Lentil curry with veges
I’ve decided I like lentils. I had never really used them before, but they’re such a great way to add protein to your meal, and they last forever in the pantry (plus they’re really cheap – even if you go organic)! I barely need to soak mine (from Piko’s), but I do anyway for 15 minutes so my plants get some food too (see the new random tip on the bottom of the third column across).
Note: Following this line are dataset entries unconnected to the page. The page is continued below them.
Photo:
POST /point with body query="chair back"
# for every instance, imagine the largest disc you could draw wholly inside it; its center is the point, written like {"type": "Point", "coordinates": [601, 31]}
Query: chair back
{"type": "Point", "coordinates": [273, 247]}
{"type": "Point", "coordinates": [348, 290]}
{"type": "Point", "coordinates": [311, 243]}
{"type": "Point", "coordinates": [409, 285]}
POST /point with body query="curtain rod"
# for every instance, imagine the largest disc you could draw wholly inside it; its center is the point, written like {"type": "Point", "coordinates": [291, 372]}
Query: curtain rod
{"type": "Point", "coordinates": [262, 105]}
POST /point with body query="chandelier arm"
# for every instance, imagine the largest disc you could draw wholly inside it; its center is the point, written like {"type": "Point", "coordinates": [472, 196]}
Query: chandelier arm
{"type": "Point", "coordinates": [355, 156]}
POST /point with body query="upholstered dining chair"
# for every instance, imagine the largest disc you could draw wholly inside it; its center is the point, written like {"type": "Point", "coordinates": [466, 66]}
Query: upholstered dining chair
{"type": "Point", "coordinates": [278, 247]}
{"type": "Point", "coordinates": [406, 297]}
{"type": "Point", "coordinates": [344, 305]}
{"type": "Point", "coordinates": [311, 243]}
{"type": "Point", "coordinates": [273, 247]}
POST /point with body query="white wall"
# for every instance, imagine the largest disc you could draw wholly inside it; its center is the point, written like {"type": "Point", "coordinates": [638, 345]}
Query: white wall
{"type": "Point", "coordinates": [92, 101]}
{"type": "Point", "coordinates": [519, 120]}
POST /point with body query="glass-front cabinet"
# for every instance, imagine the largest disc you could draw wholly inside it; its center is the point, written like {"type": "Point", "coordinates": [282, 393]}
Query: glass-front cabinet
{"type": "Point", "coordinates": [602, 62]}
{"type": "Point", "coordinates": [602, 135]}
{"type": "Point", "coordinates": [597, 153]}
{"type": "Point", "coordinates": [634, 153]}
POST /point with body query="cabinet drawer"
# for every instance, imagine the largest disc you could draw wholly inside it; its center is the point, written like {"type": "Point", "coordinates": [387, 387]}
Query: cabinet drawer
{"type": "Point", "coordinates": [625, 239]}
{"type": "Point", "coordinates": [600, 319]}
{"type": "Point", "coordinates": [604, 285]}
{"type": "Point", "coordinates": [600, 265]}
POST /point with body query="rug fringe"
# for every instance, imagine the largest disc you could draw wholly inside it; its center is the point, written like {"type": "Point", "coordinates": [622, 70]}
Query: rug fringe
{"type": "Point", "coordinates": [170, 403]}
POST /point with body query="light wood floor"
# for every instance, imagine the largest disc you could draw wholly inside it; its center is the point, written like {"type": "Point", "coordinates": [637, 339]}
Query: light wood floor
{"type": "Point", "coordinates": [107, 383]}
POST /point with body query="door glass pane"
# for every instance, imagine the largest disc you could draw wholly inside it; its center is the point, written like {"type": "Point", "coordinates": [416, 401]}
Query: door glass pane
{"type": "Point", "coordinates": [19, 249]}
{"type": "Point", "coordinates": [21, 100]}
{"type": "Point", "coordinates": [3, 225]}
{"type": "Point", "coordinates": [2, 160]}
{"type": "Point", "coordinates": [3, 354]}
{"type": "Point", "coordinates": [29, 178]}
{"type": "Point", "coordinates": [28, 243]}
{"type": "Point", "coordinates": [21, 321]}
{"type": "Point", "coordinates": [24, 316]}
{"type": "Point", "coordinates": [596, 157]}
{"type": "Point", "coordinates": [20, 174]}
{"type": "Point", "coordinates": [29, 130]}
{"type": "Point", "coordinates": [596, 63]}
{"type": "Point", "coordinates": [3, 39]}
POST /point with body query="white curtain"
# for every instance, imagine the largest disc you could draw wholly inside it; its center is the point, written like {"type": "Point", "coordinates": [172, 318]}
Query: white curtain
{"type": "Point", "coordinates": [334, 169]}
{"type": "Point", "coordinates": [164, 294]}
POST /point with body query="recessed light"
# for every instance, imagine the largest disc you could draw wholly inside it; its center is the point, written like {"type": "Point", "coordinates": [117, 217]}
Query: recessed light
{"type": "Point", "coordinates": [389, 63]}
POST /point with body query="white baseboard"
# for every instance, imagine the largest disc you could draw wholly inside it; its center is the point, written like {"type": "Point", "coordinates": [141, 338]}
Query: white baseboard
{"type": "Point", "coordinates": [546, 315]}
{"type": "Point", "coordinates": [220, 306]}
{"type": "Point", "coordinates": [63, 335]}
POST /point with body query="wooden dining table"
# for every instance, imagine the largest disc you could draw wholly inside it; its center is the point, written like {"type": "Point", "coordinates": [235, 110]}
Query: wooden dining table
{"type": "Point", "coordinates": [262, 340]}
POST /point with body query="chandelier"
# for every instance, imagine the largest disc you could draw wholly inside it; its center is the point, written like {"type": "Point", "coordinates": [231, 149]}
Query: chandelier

I’ll be posting a big post of tips on how to save money on food and other expenses, as well as a few tips about nutrition misnomers and eating that I learnt from “In defense of food” by Michael Pollan (BRILLIANT book, great writer, interesting topic). Anyway! I know this curry doesn’t look that pretty:
But it is quite nice (if a bit spicy for my liking). The recipe is over at Taste, but I didn’t do the fancy stuff on top, I just added some cauliflower and carrots chopped into inch long chunks (after I added the lentils). Also, I halved the amount, and that halved the cooking time too. So to serve 2 for curry, this recipe requires 15 minutes cooking. Great, huh? It lasts the next day on its own without rice too, and tastes even more flavoursome! Also next time I might add some coconut cream…
NOTE: If you’re a wimp like me, you might want to add a pinch of chili powder instead of just halving or whatever.